Web Scraping & Data Analysis with Selenium and Python

Vinay Babu

Github: https://github.com/min2bro/WebScraping/blob/master/WebScrapingnDataAnalysis.ipynb

Twitter: @min2bro

Content of this talk

  • Web Scraping using Selenium
  • Guided tour through some of the pandas/matplotlib features with Data Analysis of Best Movies in Filmfare

If you want to follow along, this is a notebook that you can view or run yourself:

All materials (notebook, data, link to nbviewer): https://github.com/min2bro/WebScraping/blob/master/WebScrapingnDataAnalysis.ipynb

You need pandas > 0.15 (easy solution is using Anaconda)

Data Science ToolBox

Web Scraping

IPython Notebook

  • Write, Edit, Replay python scripts
  • Interactive Data Visualization and report Presentation
  • Notebook can be saved and shared
  • Run Selenium Python Scripts

Pandas

  • Python Data Analysis Library

Matplotlib

  • plotting library for the Python

Analysis on Best Movie won in Filmfare Awards from 1955-2015

Web Scraping: Extracting Data from the Web

Some Import


In [219]:
%matplotlib inline 
from selenium import webdriver
import time,re,json,numpy as np
import pandas as pd
from collections import defaultdict,Counter
import matplotlib.pyplot as plt

Initial Setup and Launch the browser to open the URL


In [220]:
url = "http://www.imdb.com/list/ls061683439/"
with open('./img/filmfare.json',encoding="utf-8") as f:
    datatbl = json.load(f)
driver = webdriver.Chrome(datatbl['data']['chromedriver'])
driver.get(url)

Getting Data

Function to extract the data from Web using Selenium


In [221]:
def ExtractText(Xpath):
    textlist=[]
    if(Xpath=='Movies_Director_Xpath'):
        for item in range(1,123,2):
            textlist.append(driver.find_element_by_xpath(datatbl['data'][Xpath]+'[%d]'%item).text)
    else:
        [textlist.append(item.text) for item in driver.find_elements_by_xpath(datatbl['data'][Xpath])]
    return textlist

Let's extract all the required data like Ratings,Votes,Genre, Year of Release for the Best Movies


In [222]:
#Extracting Data from Web
Movies_Votes,Movies_Name,Movies_Ratings,Movies_RunTime=[[] for i in range(4)]
datarepo = [[]]*5
Xpath_list = ['Movies_Name_Xpath','Movies_Rate_Xpath','Movies_Runtime_Xpath','Movies_Votes_Xpath',
              'Movies_Director_Xpath']

for i in range(5):
    if(i==3):
        driver.find_element_by_xpath(datatbl['data']['listview']).click()
    if(i==4):
        driver.find_element_by_xpath(datatbl['data']['detailview']).click()
    datarepo[i] = ExtractText(Xpath_list[i])

driver.quit()

How does data looks now?

Is this Data is in the correct format to perform data manipulation?


In [223]:
# Movie Name List & Ratings
print(datarepo[0][:5])
print("")
print(datarepo[3][:5])


['Bajirao Mastani', 'Queen', 'Bhaag Milkha Bhaag', 'Barfi!', 'Zindagi Na Milegi Dobara']

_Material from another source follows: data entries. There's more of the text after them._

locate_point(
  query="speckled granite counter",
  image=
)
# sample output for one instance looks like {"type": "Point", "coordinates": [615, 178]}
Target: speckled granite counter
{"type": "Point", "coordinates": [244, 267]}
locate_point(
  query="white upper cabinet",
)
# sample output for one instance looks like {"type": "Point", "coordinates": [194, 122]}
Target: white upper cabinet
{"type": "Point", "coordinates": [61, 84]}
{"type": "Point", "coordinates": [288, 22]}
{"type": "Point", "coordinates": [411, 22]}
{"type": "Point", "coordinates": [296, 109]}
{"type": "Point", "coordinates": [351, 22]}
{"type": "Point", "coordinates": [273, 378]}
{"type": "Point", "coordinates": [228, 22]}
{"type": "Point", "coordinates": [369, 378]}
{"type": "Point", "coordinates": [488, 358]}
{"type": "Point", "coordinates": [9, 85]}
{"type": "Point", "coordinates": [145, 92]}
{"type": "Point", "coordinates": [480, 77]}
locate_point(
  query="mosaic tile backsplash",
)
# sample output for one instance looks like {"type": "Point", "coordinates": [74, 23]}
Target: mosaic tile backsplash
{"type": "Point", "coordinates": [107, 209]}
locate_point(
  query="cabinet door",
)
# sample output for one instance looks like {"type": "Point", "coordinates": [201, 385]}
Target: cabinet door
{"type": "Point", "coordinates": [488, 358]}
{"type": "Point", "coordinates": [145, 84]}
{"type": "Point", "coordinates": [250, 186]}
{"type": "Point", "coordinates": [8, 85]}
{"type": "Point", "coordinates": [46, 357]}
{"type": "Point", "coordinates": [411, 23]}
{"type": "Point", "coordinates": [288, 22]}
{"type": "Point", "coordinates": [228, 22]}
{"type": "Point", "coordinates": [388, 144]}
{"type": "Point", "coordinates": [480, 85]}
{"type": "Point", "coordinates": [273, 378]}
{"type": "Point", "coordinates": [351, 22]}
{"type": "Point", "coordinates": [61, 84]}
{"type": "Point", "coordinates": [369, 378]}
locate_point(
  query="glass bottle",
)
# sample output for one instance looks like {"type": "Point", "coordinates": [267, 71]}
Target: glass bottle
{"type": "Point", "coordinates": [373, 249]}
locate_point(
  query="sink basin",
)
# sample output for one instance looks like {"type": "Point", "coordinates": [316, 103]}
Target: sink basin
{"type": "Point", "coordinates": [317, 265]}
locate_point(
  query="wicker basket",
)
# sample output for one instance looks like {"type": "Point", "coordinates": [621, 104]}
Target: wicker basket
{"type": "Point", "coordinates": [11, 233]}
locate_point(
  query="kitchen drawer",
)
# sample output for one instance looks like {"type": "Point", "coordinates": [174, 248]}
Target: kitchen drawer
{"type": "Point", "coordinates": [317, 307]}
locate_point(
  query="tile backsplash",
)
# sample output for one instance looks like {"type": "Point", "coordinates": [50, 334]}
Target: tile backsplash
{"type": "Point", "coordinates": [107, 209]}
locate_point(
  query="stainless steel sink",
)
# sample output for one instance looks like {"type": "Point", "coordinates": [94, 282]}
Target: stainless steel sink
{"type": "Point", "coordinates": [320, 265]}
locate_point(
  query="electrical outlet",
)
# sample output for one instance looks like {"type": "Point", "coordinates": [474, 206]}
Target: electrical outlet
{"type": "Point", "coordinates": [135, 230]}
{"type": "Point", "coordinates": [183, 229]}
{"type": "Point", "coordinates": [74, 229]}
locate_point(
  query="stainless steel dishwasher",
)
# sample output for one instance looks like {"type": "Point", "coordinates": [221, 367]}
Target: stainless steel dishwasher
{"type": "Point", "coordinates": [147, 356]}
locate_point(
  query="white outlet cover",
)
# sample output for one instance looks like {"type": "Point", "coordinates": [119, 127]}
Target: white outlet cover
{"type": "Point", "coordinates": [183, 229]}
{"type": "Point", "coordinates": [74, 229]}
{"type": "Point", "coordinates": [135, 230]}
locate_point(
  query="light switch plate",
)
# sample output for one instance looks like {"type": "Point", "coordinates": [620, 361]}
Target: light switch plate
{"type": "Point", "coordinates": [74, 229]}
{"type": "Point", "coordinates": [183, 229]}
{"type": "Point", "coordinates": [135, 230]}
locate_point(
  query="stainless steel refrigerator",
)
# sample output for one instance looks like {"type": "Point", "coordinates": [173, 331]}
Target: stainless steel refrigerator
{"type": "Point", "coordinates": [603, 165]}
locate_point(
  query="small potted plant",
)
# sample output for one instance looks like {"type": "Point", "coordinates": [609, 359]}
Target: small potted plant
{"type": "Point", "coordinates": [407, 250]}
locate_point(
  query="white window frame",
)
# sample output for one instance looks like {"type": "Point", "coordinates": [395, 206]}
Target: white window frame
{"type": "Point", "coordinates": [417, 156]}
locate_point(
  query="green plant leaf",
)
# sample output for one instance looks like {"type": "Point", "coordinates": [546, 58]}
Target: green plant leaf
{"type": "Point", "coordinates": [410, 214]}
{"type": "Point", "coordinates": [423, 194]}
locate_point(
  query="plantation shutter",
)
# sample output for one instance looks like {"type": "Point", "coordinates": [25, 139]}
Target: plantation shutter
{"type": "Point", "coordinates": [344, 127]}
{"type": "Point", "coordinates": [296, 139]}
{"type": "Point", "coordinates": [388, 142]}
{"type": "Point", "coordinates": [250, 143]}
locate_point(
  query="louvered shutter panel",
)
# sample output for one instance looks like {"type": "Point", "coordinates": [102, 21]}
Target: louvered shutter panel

['17,362', '39,518', '39,731', '52,308', '41,731']

Store Data in a Python Dictionary

The data is stored in a python dictionary which is more structured way to store the data here and all the movie attributes are now linked with the respective movie


In [224]:
# Result in a Python Dictionary
Years=range(2015,1954,-1)
result = defaultdict(dict)
for i in range(0,len(datarepo[0])):
    result[i]['Movie Name']= datarepo[0][i]
    result[i]['Year']= Years[i]
    result[i]['Rating']= datarepo[1][i]
    result[i]['Votes']= datarepo[3][i]
    result[i]['RunTime']= datarepo[2][i]
    result[i]['Genre']= datatbl['data']['Genre'][i]
    result[i]['Director']= datarepo[4][i]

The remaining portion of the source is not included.